# Katnapper meets 'Lectric!



## Katnapper (May 12, 2009)

Dave lives 2 hours north of me, and came down Sunday to my house!  We exchanged some mantids and visited for about 4 hours. It was great!! He got to meet my husband and son, and my husband put him to work while he was here, helping move some furniture, and a new T.V. and entertainment center we'd just bought, lol!   

For being a member of an international and world-wide, though fairly small and specific, online community... I consider myself very fortunate to have such a wonderful fellow member so close. I very much enjoyed our visit, and I'm planning on making the trip up to his neck of the woods to visit him next time!  

Hubby took this pic of us to share with you all....


----------



## hibiscusmile (May 12, 2009)

Thats wonderful! Good for u both!


----------



## kamakiri (May 13, 2009)

That's nice to hear! I've been lucky enough to meet a couple of my Cali neighbors from the forum.


----------



## [email protected] (May 13, 2009)

That's cool, I think that I'm alown in Colo well I don't know :blink: , but I am geting friends into mantids so maybe not all alown  

Danny


----------



## Rick (May 13, 2009)

That's nice. I had two members close to me. One, Perry (padkison) died last year unexpectedly. The other is ABbuggin.


----------



## Giosan (May 13, 2009)

How great! If i ever decide to see US, i'll visit you  

I have Idolomantis live pretty close  Right Idolo?


----------



## idolomantis (May 13, 2009)

Giosan said:


> How great! If i ever decide to see US, i'll visit you  I have Idolomantis live pretty close  Right Idolo?

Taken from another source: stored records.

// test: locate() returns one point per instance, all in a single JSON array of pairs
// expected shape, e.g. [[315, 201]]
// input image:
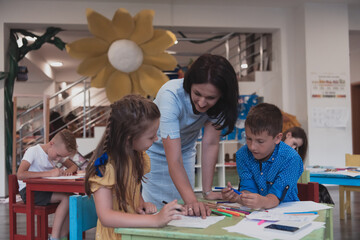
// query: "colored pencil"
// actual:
[[223, 213], [230, 212]]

uhu, i could be at their house in 20 minutes, but then again holland is very small


----------



## revmdn (May 13, 2009)

I think it's great that you put him to work. Good for you.


----------



## Rick (May 13, 2009)

revmdn said:


> I think it's great that you put him to work. Good for you.


Yeah me too. Looks like some physical labor would be good for him. :lol:


----------



## PhilinYuma (May 13, 2009)

We haven't heard from you, yet, 'Lectric! Still unpacking all those mantids?

Katt. That night be the answer to yr shipping issues! Just pack those babies in a picnic styro and drive them right down to your customers. I'd give you a cuppa and a scone, any day!


----------



## The_Asa (May 18, 2009)

Cool, where are my members from VA?


----------